Brisbane GP and senior lecturer in general practice at the University of Queensland Dr Andrew Gunn believes vaccine side-effects would be grossly under-reported.

“People have things happen to them and you don’t necessarily link it to a vaccine,” he says.

“Even if something is clear cut, it is usually fairly minor… and usually you are so busy dealing with things that the reports don’t go off.”

Like Dr Hambleton, Dr Gunn feels that computer software that involves ‘ticking boxes’ would make it easier to report.

Consumers Health Forum executive director Carol Bennett sympathises with GPs, acknowledging that the process is burdensome in a profession already overloaded with paperwork.

“It is time-consuming for GPs when they are already very busy. You are asking them to print off a blue form, fill it in and send it off with no necessarily good feedback about what ends up happening with that information, so where’s the incentive?” says Ms Bennett.

But equally important, she says, is the need for a clear set of criteria in determining safety signals.

“If you don’t have a clear set of criteria around what constitutes a signal it’s very difficult to see how the system will be more responsive. It will simply be a data repository that doesn’t necessarily respond to emerging concerns,” she says.

But Dr Crampton says that reporting every subsequent event would actually add to the time GPs spent on reporting adverse events.

“If the direction was to report absolutely everything... you would have an enormous potential for an array of reports and an enormous potential impact on the clinician’s workflow,” he says.

National Centre for Immunisation Research and Surveillance Associate Professor Kristine Macartney says the reporting system needs to be easier for healthcare providers, but should focus on unusual, severe and unexpected reactions.

“The way GPs report adverse events currently varies significantly between the different states and territories and there are some improvements to be made to streamline and make it easier for GPs to report,” she says.

“GPs shouldn’t feel they need to make the link themselves, but by the same token any system that encourages reporting does so with an acknowledgement that many of the mild and expected reactions… can be managed by the immunisation provider, and parents can be given guidance about that.”

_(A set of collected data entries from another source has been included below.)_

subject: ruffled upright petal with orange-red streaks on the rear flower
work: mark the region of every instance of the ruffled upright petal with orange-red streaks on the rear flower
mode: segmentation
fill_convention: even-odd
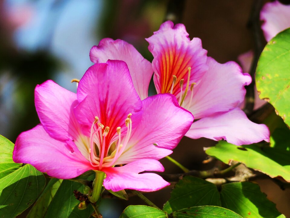
[[[154,57],[152,65],[157,93],[169,92],[172,75],[176,75],[177,82],[172,94],[177,96],[180,79],[184,79],[184,84],[187,82],[188,67],[192,68],[190,83],[198,83],[208,69],[207,51],[202,49],[201,40],[193,38],[190,41],[183,24],[174,26],[172,21],[166,21],[146,40]]]

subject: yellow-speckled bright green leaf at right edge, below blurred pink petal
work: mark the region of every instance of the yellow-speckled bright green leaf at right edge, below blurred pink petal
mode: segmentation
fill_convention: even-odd
[[[265,46],[256,69],[259,98],[268,99],[290,126],[290,28],[277,34]]]

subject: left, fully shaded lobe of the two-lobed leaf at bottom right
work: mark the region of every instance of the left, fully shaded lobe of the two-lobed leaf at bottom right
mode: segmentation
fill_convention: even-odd
[[[185,176],[175,185],[163,210],[172,213],[183,208],[203,205],[221,206],[217,187],[201,178]]]

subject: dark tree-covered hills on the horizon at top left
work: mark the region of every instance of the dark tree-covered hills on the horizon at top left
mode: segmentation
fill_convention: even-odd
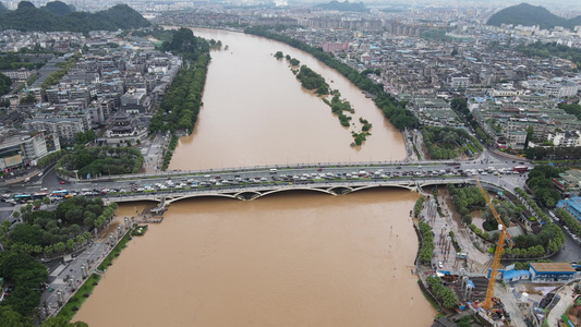
[[[19,9],[0,12],[2,28],[43,32],[89,32],[130,29],[152,25],[149,21],[126,4],[118,4],[96,13],[73,12],[70,8],[70,12],[62,13],[66,11],[60,4],[62,2],[49,5],[50,3],[53,2],[47,3],[47,8],[38,9],[28,1],[22,1],[19,3]]]

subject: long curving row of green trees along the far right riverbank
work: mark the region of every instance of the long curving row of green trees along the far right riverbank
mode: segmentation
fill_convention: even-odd
[[[344,64],[332,58],[330,55],[323,52],[323,49],[311,47],[292,37],[271,33],[268,26],[249,27],[244,29],[244,33],[275,39],[313,55],[313,57],[326,65],[337,70],[361,90],[376,95],[377,97],[375,99],[375,104],[377,107],[379,107],[379,109],[382,109],[384,116],[389,119],[391,124],[394,124],[394,126],[396,126],[398,130],[417,126],[417,119],[413,117],[411,112],[406,110],[404,102],[397,101],[394,97],[384,92],[382,84],[375,84],[366,76],[366,74],[358,73],[358,71],[348,64]]]

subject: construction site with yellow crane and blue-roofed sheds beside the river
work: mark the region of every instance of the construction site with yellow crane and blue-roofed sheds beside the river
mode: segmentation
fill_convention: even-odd
[[[489,252],[468,250],[472,240],[462,240],[465,231],[446,219],[451,210],[436,192],[424,193],[426,201],[416,217],[419,237],[424,239],[420,252],[429,241],[434,249],[429,263],[422,263],[421,256],[416,263],[422,290],[439,312],[432,326],[581,326],[581,266],[531,263],[516,269],[503,261],[508,264],[504,266],[504,249],[515,242],[488,192],[476,182],[498,223],[498,240]],[[431,228],[432,240],[426,238],[425,226]],[[463,251],[457,252],[460,246]]]

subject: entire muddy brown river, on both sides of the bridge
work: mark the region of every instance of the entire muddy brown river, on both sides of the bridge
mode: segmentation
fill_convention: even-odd
[[[220,39],[229,51],[213,52],[205,106],[170,169],[403,158],[401,134],[373,102],[308,55],[231,32],[194,34]],[[349,130],[273,58],[278,50],[332,80],[373,123],[361,148],[349,146]],[[74,320],[92,327],[429,326],[435,313],[411,274],[416,198],[383,189],[173,203],[162,223],[129,243]],[[119,215],[132,208],[121,206]]]

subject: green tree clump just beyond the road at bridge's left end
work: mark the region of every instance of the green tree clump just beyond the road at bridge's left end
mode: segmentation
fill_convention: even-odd
[[[143,156],[136,148],[128,147],[76,147],[57,162],[57,171],[80,179],[104,174],[137,173]],[[77,174],[74,171],[77,170]]]

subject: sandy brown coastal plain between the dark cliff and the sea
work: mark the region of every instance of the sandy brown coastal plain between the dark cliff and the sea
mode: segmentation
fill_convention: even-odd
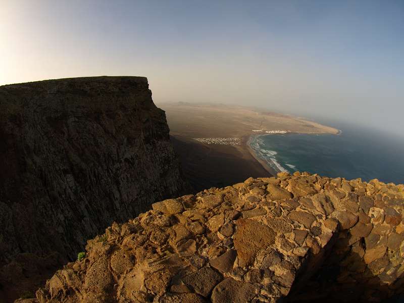
[[[195,191],[276,172],[249,148],[251,135],[265,131],[338,134],[339,130],[304,118],[241,106],[158,103],[166,112],[171,141],[183,173]],[[201,138],[240,138],[240,144],[207,144]]]

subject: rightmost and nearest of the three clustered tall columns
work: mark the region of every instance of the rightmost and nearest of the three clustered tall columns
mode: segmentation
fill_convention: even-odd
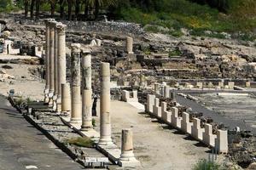
[[[66,25],[57,24],[58,33],[58,57],[57,57],[57,74],[58,74],[58,96],[57,96],[57,111],[61,111],[61,84],[66,83]]]

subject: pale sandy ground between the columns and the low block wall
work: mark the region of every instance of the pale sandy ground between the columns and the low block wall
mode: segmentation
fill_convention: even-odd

Also high on the agenda is getting right the recommendations of improved communication and better governance.

As Ms Bennett points out, real-time reporting would have overcome some of the delays in communication between the TGA and the West Australian Government during last year’s immunisation program.

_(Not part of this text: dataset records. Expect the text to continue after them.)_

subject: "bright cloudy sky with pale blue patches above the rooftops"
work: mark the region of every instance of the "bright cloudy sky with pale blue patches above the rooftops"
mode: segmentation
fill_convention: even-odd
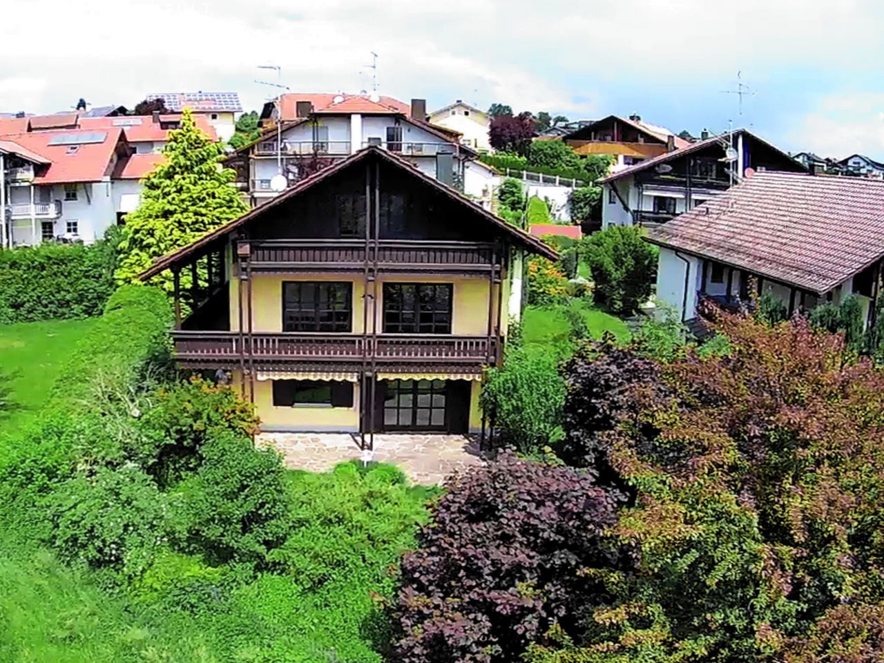
[[[781,149],[884,161],[880,0],[26,0],[0,21],[0,111],[80,97],[372,88],[429,110],[638,113],[697,135],[746,126]],[[742,114],[737,72],[748,88]],[[729,92],[728,92],[729,91]]]

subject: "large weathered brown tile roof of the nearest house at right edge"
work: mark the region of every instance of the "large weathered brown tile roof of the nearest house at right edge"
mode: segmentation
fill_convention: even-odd
[[[647,239],[826,293],[884,256],[884,181],[761,171]]]

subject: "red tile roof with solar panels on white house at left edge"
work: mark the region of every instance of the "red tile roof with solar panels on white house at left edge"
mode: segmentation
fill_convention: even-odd
[[[73,143],[51,145],[54,136],[94,137],[103,133],[101,142],[81,143],[76,152],[68,154]],[[16,133],[4,136],[10,141],[42,156],[50,162],[49,167],[34,177],[34,184],[63,184],[69,182],[97,182],[110,175],[113,156],[123,138],[123,130],[116,126],[101,132],[65,129],[61,131],[41,131]]]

“The fact that there were no clear governance arrangements in place was of particular concern,” she says.

“What we can do is strengthen the current system. We need some clarity around the roles and responsibilities and the criteria on which you base decisions, when to act and when not to and what information to give the community and when to hold information.”

The recommendations

1. Improved governance of the Vaccine Safety System, which may include the establishment of a Vaccine Safety Committee.

2. Improving management of adverse events from immunisations through the development of surveillance objectives, protocols and procedures.

3. Improvement of the national system for timely reporting of adverse events following immunisation.

4. Better education of jurisdictions, health professionals and consumers of vaccine safety monitoring processes.

5. Establishment of protocols around when to take action if a safety signal is detected.

6. Improved transparency of the TGA’s vaccine safety monitoring processes.

7. Development of e-health strategies around collection of vaccine usage and safety monitoring data.